According to Acting Attorney General Platkin, Kevion Watkins, 19, pleaded guilty to aggravated assault for firing two bullets into a moving vehicle, striking one of the occupants in the hand following a physical altercation inside a Trenton deli last year. 

Watkins pleaded guilty before Superior Court Judge Anthony M. Massi in Mercer County on June 22, 2022. Sentencing for Watkins is scheduled for September 23, 2022.

Under the plea agreement, the State will recommend a sentence of eight years in state prison, with 85 percent of the sentence – nearly seven years – to be served without parole eligibility.­­

“A single gun can cause significant violence and destruction when it is circulated and shared by individuals involved in criminal activity,” Acting Attorney General Platkin said. 

“The arrest and conviction of this defendant not only brings accountability for this shooting, it also cuts off access to a community gun used for multiple violent crimes.”

According to Acting Attorney General Platkin, Watkins was arrested on October 2, 2021, by Trenton Police, who responded to a ShotSpotter alert of ­two rounds fired on Oakland Street shortly before 10 a.m. 

Watkins was taken into custody after he attempted to exit an Oakland Street apartment building, where he fled after the shooting. 

Acting Attorney General Platkin said that police recovered the weapon – a silver and black 9mm Ruger with a defaced serial number – under a floor mat in a common area of the building. 

The gun was later linked by ballistic testing to at least one prior shooting - a May 1, 2020, incident in which five GMB members allegedly opened fire on a group of individuals on Sanhican Drive in Trenton, wounding two men. 

According to Acting Attorney General Platkin, the suspects charged in that shooting are among 20 alleged members and associates of GMB who were indicted last year in connection with multiple shootings in Trenton. 

Those shootings also include: the December 2019 murder of a 32-year-old man, the attempted murder of a Trenton police officer in February 2020, and a June 2020 shooting that wounded several bystanders, including a 12-year-old girl who was critically injured. 

Watkins, who turned 18 in August 2020, is not a defendant in that case.

“By sharing intelligence with local and county law enforcement, we were able to connect the dots to secure critical evidence linking this lone shooting to a rash of gang violence terrorizing the city of Trenton,” Director Pearl Minato of the Division of Criminal Justice said. 

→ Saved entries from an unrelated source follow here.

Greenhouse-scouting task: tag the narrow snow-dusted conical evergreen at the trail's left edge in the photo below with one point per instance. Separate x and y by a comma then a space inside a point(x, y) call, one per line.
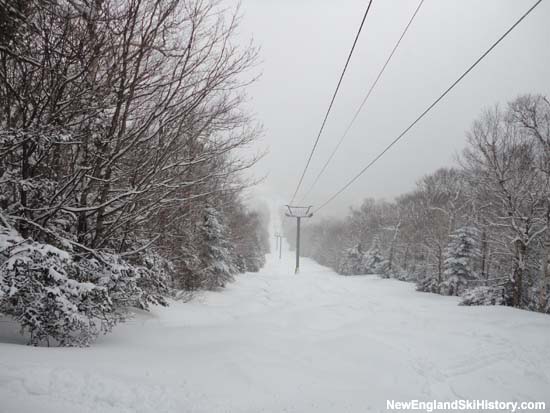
point(217, 264)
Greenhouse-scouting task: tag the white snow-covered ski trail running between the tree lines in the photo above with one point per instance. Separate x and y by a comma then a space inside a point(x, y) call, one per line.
point(276, 342)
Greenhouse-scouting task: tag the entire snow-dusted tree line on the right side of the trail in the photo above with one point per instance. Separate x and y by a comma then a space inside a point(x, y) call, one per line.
point(480, 230)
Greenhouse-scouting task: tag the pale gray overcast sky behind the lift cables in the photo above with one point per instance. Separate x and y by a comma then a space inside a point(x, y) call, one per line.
point(304, 44)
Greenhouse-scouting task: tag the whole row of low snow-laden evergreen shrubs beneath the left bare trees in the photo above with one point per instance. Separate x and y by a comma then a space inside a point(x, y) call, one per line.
point(63, 299)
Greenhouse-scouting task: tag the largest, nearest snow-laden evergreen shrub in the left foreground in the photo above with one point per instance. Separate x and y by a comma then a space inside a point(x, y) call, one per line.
point(40, 290)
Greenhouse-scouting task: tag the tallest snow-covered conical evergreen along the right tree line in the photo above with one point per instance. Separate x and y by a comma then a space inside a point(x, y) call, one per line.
point(461, 251)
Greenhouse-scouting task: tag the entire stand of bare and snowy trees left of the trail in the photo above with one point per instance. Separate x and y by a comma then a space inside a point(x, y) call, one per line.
point(120, 180)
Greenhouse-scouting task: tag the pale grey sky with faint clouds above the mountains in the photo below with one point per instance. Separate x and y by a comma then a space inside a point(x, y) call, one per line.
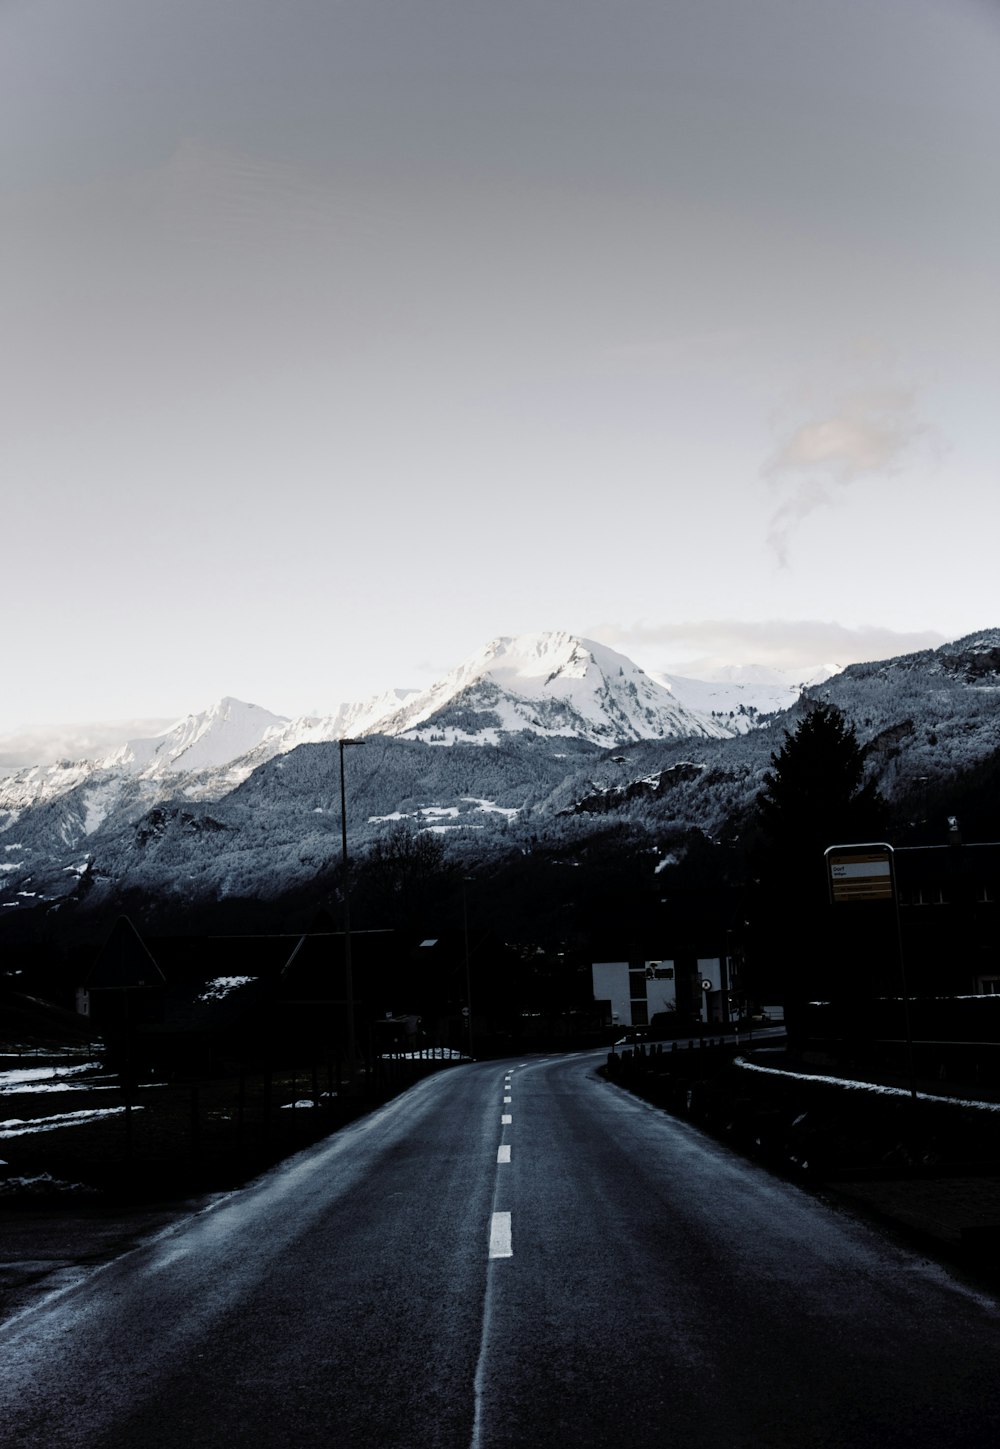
point(344, 335)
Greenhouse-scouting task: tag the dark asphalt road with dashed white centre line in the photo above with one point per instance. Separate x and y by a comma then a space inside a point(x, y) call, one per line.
point(621, 1280)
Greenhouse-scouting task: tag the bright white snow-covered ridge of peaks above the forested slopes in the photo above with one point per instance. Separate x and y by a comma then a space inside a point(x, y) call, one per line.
point(553, 685)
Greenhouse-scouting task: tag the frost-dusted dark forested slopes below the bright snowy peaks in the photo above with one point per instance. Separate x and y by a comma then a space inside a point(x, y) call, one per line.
point(930, 725)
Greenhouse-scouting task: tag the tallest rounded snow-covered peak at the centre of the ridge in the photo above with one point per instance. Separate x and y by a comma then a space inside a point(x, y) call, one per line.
point(554, 685)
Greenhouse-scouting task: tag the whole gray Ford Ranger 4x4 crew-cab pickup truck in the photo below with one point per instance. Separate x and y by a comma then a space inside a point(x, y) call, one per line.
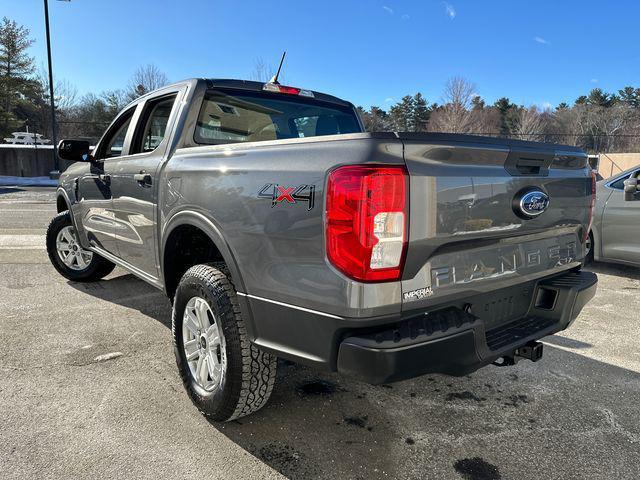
point(278, 228)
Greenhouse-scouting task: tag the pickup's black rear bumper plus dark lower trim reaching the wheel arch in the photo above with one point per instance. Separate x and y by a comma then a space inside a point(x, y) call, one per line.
point(442, 339)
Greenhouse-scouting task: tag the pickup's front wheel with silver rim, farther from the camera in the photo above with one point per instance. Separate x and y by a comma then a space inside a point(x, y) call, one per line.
point(68, 257)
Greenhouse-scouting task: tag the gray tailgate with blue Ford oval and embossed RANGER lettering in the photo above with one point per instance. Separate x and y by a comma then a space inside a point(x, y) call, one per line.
point(469, 232)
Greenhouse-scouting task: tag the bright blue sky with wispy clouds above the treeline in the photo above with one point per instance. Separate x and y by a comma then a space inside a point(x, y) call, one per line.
point(370, 52)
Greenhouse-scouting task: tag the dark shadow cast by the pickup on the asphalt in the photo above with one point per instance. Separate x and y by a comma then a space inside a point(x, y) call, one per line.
point(566, 416)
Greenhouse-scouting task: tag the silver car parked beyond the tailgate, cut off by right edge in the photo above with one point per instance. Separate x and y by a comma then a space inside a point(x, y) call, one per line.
point(615, 233)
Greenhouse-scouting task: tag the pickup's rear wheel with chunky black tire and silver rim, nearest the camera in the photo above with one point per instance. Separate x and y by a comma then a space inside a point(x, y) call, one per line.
point(226, 376)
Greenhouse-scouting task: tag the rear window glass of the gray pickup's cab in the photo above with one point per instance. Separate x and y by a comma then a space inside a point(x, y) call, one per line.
point(241, 116)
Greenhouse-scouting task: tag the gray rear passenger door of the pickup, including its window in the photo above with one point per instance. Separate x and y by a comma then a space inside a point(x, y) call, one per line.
point(134, 183)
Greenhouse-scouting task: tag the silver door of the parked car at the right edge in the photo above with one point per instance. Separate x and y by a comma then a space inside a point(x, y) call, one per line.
point(621, 225)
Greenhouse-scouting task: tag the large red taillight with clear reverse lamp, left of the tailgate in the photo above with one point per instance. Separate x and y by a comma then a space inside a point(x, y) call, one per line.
point(367, 221)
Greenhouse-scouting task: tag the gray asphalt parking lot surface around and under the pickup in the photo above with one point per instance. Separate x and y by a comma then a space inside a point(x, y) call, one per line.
point(89, 389)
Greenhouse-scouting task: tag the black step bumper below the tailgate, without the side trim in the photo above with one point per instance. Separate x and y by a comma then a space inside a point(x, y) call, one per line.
point(454, 342)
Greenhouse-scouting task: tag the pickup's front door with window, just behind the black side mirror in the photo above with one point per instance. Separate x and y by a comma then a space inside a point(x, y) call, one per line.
point(94, 210)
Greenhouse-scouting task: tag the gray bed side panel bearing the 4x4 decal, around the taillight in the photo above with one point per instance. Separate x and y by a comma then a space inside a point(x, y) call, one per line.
point(279, 248)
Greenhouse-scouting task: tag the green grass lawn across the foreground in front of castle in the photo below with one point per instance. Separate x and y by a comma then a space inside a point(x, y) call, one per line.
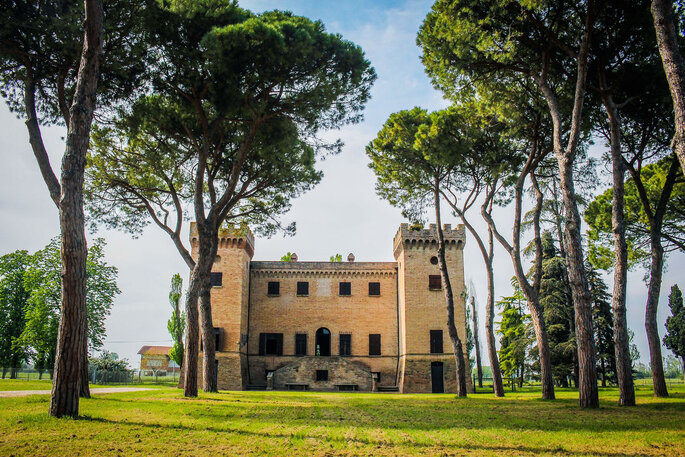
point(162, 422)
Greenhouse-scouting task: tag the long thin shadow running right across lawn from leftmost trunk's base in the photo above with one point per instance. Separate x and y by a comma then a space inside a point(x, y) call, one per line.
point(530, 450)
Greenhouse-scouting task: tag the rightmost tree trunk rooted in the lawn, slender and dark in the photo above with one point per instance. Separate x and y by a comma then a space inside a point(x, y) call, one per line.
point(656, 271)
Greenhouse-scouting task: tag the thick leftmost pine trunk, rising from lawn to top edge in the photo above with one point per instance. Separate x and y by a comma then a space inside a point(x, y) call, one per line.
point(69, 356)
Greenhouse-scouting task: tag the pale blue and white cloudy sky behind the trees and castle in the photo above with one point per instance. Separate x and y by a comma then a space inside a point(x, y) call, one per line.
point(342, 214)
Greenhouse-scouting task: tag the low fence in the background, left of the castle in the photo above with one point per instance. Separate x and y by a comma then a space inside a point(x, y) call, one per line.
point(99, 377)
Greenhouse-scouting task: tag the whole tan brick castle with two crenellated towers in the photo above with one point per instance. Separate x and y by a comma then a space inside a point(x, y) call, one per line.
point(368, 326)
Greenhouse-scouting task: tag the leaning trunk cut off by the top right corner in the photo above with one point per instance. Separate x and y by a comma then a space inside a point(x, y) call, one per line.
point(674, 67)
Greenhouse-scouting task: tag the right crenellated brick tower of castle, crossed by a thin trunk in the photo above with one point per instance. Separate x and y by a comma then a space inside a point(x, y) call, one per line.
point(426, 355)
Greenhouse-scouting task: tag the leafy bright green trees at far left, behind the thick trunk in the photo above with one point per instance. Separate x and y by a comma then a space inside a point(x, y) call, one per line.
point(31, 301)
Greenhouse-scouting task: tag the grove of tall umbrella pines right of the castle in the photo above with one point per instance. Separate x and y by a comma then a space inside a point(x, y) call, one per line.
point(533, 85)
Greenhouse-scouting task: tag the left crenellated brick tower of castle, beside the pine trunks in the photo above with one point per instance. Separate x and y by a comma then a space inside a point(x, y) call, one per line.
point(230, 296)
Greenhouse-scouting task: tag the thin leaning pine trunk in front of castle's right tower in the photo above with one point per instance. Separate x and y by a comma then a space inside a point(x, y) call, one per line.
point(449, 298)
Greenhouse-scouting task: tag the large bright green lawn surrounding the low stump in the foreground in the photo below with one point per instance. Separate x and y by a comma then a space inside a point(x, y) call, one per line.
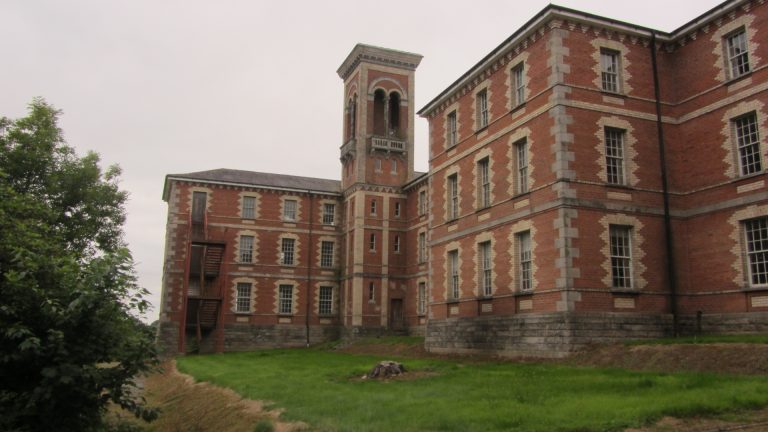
point(323, 389)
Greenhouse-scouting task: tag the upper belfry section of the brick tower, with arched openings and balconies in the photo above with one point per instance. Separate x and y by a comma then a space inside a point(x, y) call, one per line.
point(378, 116)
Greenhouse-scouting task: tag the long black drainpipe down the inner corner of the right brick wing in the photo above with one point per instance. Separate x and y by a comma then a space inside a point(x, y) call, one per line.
point(671, 273)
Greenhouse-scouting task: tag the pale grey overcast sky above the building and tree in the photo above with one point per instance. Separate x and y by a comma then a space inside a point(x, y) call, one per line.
point(163, 87)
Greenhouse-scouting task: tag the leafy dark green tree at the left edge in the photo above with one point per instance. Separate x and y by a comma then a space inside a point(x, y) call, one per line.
point(69, 340)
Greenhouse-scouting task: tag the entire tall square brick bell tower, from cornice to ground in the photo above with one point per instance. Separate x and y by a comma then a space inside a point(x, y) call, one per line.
point(376, 161)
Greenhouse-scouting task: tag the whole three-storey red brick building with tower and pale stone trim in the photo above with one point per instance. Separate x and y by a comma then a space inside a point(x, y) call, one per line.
point(589, 180)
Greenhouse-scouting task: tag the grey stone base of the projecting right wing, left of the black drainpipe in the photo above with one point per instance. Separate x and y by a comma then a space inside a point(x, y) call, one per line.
point(540, 335)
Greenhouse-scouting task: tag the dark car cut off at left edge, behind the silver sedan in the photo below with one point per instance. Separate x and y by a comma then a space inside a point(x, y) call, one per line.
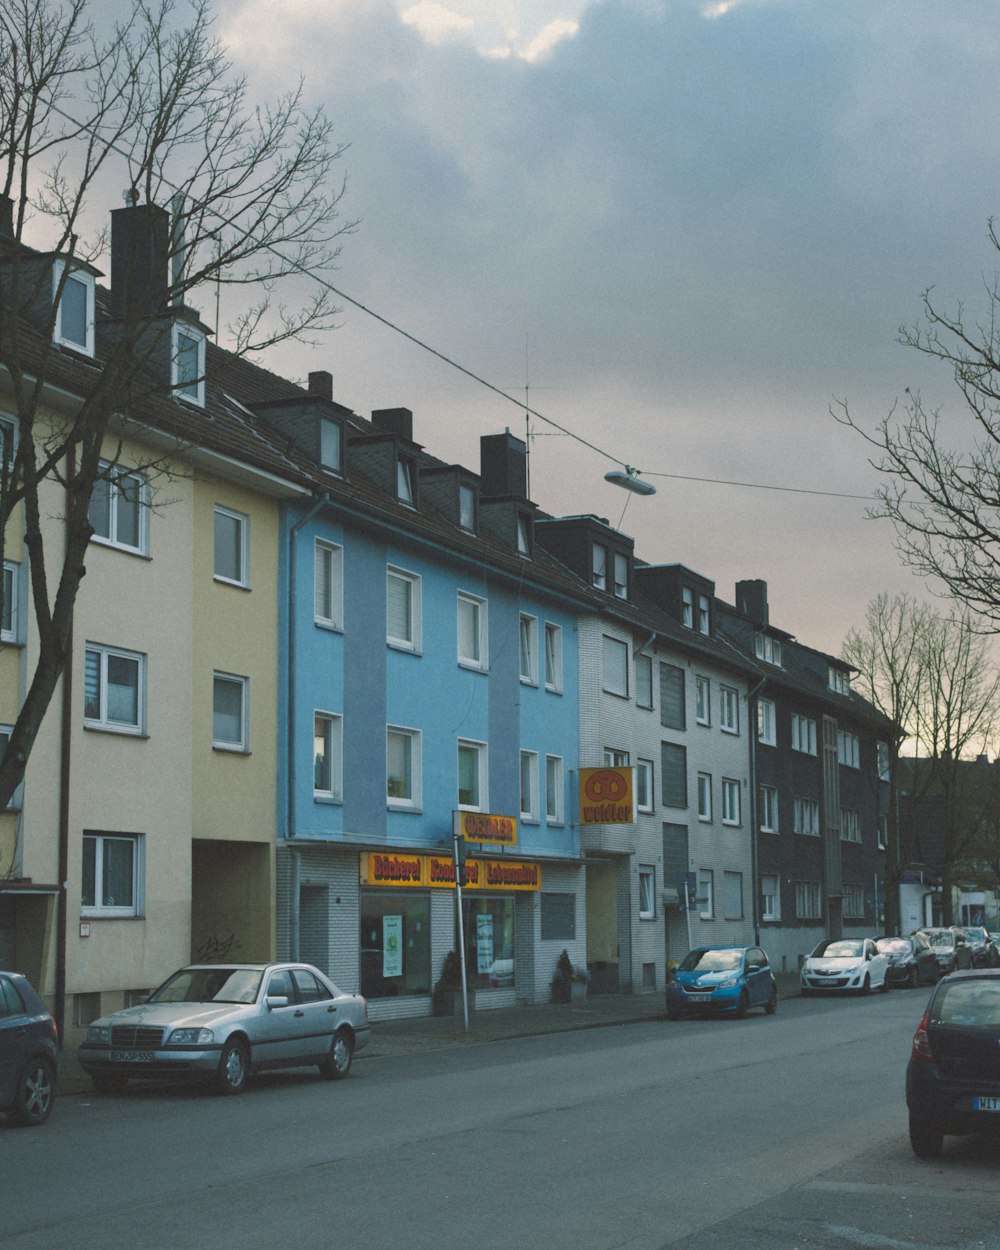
point(29, 1052)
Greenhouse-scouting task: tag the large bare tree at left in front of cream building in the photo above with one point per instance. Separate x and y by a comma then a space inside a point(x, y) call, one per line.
point(154, 107)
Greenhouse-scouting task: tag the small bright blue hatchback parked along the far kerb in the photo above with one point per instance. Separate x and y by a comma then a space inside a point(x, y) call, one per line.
point(722, 979)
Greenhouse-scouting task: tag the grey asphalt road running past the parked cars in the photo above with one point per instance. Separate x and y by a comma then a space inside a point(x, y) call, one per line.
point(787, 1132)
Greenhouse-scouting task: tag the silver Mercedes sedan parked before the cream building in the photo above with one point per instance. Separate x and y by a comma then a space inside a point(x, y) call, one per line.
point(223, 1022)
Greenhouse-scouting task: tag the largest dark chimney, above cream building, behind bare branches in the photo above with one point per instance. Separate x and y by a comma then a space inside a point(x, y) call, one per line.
point(141, 248)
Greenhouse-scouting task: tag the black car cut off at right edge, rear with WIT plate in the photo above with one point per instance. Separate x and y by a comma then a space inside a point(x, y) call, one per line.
point(953, 1079)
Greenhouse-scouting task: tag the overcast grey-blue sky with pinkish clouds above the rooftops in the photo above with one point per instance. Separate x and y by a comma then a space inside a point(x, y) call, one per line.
point(689, 227)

“We will continue working closely with our law enforcement partners throughout New Jersey and beyond to remove illegal guns from our streets and hold accountable individuals who use them to carry out their violent agendas.”

Acting Attorney General Platkin stated that in pleading guilty, Watkins admitted to firing the gun recovered by police in the direction of two individuals who were in a car, intending to cause them serious bodily harm. 

A surveillance camera inside the deli captured footage of the two victims involved in a physical altercation with a group of people inside the store and then showed the pair exiting the store and getting into a blue 2017 Chevy Impala. 

Subsequent footage from the camera showed an individual, later identified as Watkins, running down the street while displaying a firearm and then firing two rounds into the victim’s car as it passed by him. 

One of the bullets struck the driver in the hand. The other occupant was not injured.

According to Acting Attorney General Platkin, on December 8, 2021, a Grand Jury indicted Watkins on attempted murder, aggravated assault, and numerous weapons charges, including possession, receipt, or transfer of a community gun while engaging in criminal activity. 

A community gun is defined by statute as a firearm that is transferred among, between, or within any association of two or more persons who, while possessing that firearm, engage in criminal activity or use it unlawfully against the person or property of another.